Em um ato de reparação histórica, os dois filhos do jornalista Vladimir Herzog, assassinado pela ditadura militar em 1975, foram oficialmente reconhecidos como anistiados políticos pelo Ministério dos Direitos Humanos e da Cidadania. A portaria que concede o status a Ivo e André Herzog foi publicada na edição de segunda-feira (12) do Diário Oficial da União, assinada pela ministra Macaé Evaristo.
Além do reconhecimento formal, os irmãos receberão um pedido oficial de desculpas do Estado brasileiro e serão indenizados em R$ 100 mil cada. A decisão amplia o processo de reparação que já havia incluído Clarice Herzog, esposa de Vladimir, reconhecida como anistiada política em 2024.
"Em 2024, foi concedida a condição de anistiada política à Clarice Herzog. A decisão amplia o processo de reparação já reconhecido pelo Estado em relação à família Herzog", justificou o ministério em nota oficial. A medida representa um marco na busca por justiça para as famílias que sofreram perseguição durante o regime militar.
Gabriela de Sá, conselheira da Comissão de Anistia e relatora do processo de Ivo e André Herzog, explica que o reconhecimento vai além da mera formalidade. Segundo ela, trata-se de uma reparação histórica que aborda traumas intergeracionais causados pela violência do Estado.
"É importante destacar que são considerados anistiados políticos todas as pessoas que sofreram atos institucionais, complementares ou de exceção na sua totalidade. Isso quer dizer que, quando se impõe restrições à convivência familiar, estamos lidando com uma medida de exceção que viola diretamente os direitos dos filhos e filhas de quem foi perseguido politicamente", afirmou a conselheira.

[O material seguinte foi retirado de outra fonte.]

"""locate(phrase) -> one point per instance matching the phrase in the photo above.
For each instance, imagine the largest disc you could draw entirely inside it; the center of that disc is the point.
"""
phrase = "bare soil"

A análise da documentação apresentada nos requerimentos de anistia revela o profundo impacto que a morte do pai teve na vida dos irmãos desde a infância. Gabriela de Sá destaca como eles "foram afetados desde a infância pelas disputas em torno das diferentes versões sobre as circunstâncias do assassinato de seu pai".
Um dos aspectos mais traumáticos, segundo a relatora, foi "a ostensiva exposição do registro de Vladimir Herzog sem vida na cela do DOI-CODI, em São Paulo", imagem que se tornou símbolo da brutalidade do regime. A conselheira ressalta que esse reconhecimento oficial visa "reconhecer as violações de direitos humanos que diretamente atingiram os irmãos, durante a época da ditadura".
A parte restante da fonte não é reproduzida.